A herbarium is a collection of dried plants that are kept flattened between sheets of paper. Each plant is called by its scientific name and its common name (or vernacular name).
The herbarium is a catalog of the plant diversity on Earth. It is used to identify plants and keep them as a memory.
Making a herbarium is a simple and exciting experience. If you follow the tips listed here to make your own herbarium, you will discover the beautiful world of plants.
The steps to make a herbarium
How to harvest plants?
Before harvesting all or part of a plant, make sure that it is not a protected or endangered species. Collecting certain plant species is forbidden by law to prevent their depletion or disappearance and the disruption of their environment. In certain public or private sites you need an authorization for sampling the plants. Once the plants have been spotted (if it is possible to harvest them), you must pick them as gently as possible without pulling them out, to ensure that the leaves or petals do not break off. For some large plants, it is possible to settle for just a flower stem with a few leaves. With a tree, for example, just take a leafy branch. Then place your harvest in a box or basket. Make sure not to damage the plant. With a flora or the internet, you can identify the harvested plant.
How to dry the plants?
When you dry a plant you can keep it for a long time. To dry a plant you place first a sheet of blotting paper or any absorbent paper over 5 or 6 sheets of newsprint. Then you carefully lay the plant flat on the blotting paper sheet and cover it with another sheet of blotting paper plus 5 or 6 sheets of newsprint on the top (it is possible to use an old directory and let the plants dry inside). After that, you compress the whole thing under 3 or 4 heavy books. It will take 10 to 15 days for the plants to dry properly if you renwew the blotting paper every 2 to 3 days.
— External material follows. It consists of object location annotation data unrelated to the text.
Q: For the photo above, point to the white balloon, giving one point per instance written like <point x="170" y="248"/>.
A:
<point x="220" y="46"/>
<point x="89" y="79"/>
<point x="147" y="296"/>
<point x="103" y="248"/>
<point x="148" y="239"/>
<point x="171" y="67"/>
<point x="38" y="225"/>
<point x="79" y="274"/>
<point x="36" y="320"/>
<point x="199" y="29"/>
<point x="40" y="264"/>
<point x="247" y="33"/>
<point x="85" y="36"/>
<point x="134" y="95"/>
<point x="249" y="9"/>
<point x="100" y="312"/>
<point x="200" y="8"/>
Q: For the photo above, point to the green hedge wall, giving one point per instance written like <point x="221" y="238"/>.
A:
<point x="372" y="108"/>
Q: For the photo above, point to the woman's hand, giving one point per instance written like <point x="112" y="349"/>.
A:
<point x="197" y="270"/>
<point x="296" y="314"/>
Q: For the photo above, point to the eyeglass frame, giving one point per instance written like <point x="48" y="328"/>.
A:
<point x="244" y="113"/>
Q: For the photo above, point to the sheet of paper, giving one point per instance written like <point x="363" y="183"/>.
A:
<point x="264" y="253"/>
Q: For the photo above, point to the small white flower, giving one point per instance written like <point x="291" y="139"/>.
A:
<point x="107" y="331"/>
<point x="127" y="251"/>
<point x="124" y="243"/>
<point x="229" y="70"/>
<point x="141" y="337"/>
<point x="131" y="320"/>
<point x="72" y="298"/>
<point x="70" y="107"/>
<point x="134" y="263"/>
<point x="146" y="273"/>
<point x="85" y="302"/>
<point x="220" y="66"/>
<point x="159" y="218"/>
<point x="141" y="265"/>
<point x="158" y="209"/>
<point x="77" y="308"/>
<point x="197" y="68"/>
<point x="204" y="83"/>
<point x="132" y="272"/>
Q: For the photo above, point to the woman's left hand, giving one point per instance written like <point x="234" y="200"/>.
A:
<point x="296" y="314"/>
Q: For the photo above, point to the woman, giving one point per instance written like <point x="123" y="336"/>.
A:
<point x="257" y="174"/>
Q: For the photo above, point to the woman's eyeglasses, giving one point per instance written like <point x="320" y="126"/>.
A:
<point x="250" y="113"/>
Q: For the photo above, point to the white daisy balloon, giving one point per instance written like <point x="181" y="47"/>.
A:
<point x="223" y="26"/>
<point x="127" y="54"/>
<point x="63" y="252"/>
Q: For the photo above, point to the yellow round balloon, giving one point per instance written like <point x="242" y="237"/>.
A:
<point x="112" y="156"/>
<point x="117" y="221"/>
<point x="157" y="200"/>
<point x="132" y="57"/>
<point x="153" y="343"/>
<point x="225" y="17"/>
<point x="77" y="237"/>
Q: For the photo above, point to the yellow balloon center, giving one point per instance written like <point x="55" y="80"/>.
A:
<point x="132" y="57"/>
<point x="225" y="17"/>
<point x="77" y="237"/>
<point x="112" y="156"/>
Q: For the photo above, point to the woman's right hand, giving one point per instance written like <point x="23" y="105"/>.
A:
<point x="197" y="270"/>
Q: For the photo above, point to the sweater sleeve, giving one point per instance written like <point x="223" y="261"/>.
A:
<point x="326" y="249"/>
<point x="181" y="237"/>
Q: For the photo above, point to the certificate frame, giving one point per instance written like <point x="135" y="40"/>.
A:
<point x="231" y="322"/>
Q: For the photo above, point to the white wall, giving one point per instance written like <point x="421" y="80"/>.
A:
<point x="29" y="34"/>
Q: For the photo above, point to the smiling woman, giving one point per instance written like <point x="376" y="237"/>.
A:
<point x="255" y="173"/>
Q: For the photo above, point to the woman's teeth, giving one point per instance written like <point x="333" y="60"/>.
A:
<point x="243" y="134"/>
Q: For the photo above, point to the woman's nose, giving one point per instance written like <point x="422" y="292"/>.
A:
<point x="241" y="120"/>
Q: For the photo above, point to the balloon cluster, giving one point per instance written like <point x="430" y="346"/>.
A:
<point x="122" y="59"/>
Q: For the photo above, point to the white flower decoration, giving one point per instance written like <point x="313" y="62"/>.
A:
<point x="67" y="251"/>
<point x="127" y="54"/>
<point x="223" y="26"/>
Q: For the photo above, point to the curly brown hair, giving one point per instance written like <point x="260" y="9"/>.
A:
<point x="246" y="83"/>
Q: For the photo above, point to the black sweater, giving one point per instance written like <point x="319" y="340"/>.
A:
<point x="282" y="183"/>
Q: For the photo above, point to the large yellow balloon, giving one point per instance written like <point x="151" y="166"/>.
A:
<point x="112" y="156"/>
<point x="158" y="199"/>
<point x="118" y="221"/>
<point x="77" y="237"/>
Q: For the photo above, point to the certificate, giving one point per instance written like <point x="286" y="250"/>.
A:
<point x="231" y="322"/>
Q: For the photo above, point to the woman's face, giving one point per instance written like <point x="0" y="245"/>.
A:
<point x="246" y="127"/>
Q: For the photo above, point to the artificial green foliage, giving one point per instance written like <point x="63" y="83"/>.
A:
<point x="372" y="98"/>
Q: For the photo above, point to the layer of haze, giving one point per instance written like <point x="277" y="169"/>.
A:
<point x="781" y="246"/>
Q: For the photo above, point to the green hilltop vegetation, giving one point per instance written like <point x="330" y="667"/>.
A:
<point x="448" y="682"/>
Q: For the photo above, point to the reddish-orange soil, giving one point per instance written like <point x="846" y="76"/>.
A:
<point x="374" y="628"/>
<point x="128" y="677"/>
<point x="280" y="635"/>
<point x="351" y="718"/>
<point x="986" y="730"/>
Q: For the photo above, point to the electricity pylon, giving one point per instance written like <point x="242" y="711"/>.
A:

How to complete your herbarium?
Now comes the reward: you discover your dried plant.
After carefully lifting the newsprint sheets and the blotting paper, gently grasp the plant and secure it on a herbarium page with a drop of glue or a piece of adhesive paper.
The sample can also be sewn on the sheet with a few stitches.
At the end, carefully write down the name of the plant, harvest date and where it was found, in the label at the bottom of the page.